Veronika Novotná

Personal information
- Born: 11 November 2000 (age 25) Příbram, Czech Republic

Sport
- Country: Czech Republic
- Sport: Modern pentathlon

Medal record
Women's modern pentathlon
Representing Czech Republic
European Championships
| Bronze medal – third place | 2022 Székesfehérvár | Relay |

= Veronika Novotná =

Czech modern pentathlete (born 2000)

Veronika Novotná (born 11 November 2000) is a Czech modern pentathlete. She was a bronze medalist at the 2022 European Championships and competed at the 2024 Paris Olympics.

==Life==
Novotná was born on 11 November 2000 in Příbram.
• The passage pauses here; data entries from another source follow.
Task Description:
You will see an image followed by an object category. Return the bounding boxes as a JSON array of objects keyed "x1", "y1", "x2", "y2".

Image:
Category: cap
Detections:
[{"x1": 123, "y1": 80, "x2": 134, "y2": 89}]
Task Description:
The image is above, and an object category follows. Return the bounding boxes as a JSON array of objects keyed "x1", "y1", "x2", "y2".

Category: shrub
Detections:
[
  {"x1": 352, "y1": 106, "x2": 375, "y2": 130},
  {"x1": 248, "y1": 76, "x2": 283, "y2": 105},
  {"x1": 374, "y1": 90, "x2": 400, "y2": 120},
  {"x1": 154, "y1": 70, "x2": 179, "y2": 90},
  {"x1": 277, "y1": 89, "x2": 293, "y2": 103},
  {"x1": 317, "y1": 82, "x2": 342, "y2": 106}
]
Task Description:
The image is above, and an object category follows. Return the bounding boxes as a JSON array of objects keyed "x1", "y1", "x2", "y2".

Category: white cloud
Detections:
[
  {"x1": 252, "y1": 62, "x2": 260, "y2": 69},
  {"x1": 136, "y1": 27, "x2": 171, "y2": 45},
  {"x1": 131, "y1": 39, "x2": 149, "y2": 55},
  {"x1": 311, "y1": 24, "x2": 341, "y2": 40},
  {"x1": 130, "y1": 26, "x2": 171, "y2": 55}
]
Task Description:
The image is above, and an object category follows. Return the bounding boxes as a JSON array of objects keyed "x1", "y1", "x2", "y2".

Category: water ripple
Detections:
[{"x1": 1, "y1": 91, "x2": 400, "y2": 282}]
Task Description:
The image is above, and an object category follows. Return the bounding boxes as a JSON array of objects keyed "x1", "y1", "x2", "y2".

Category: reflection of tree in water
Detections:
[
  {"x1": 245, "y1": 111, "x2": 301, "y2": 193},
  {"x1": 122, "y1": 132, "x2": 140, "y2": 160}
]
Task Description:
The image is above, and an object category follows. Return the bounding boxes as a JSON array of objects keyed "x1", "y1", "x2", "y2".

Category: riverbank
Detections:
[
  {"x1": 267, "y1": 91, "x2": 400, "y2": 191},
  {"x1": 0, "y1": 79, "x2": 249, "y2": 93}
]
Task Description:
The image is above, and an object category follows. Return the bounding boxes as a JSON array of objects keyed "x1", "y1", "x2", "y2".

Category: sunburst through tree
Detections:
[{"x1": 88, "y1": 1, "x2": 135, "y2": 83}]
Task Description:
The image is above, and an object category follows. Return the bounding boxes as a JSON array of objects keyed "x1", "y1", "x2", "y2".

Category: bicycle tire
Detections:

She was a swimmer at PK Příbram before focusing on modern pentathlon.

==Career==
Novotná won silver at the 2022 Pentathlon World Cup Albena in Bulgaria in May 2022. She won bronze at the 2022 European Modern Pentathlon Championships in the women's relay alongside Karolina Křenková.

She reached the final of the 2024 World Modern Pentathlon Championships in Budapest. She placed fourth in the mixed relay at the 2024 European Championships in July 2024.

She qualified to compete at the 2024 Summer Olympics through her world ranking. In August 2024, she competed at the Games in Paris.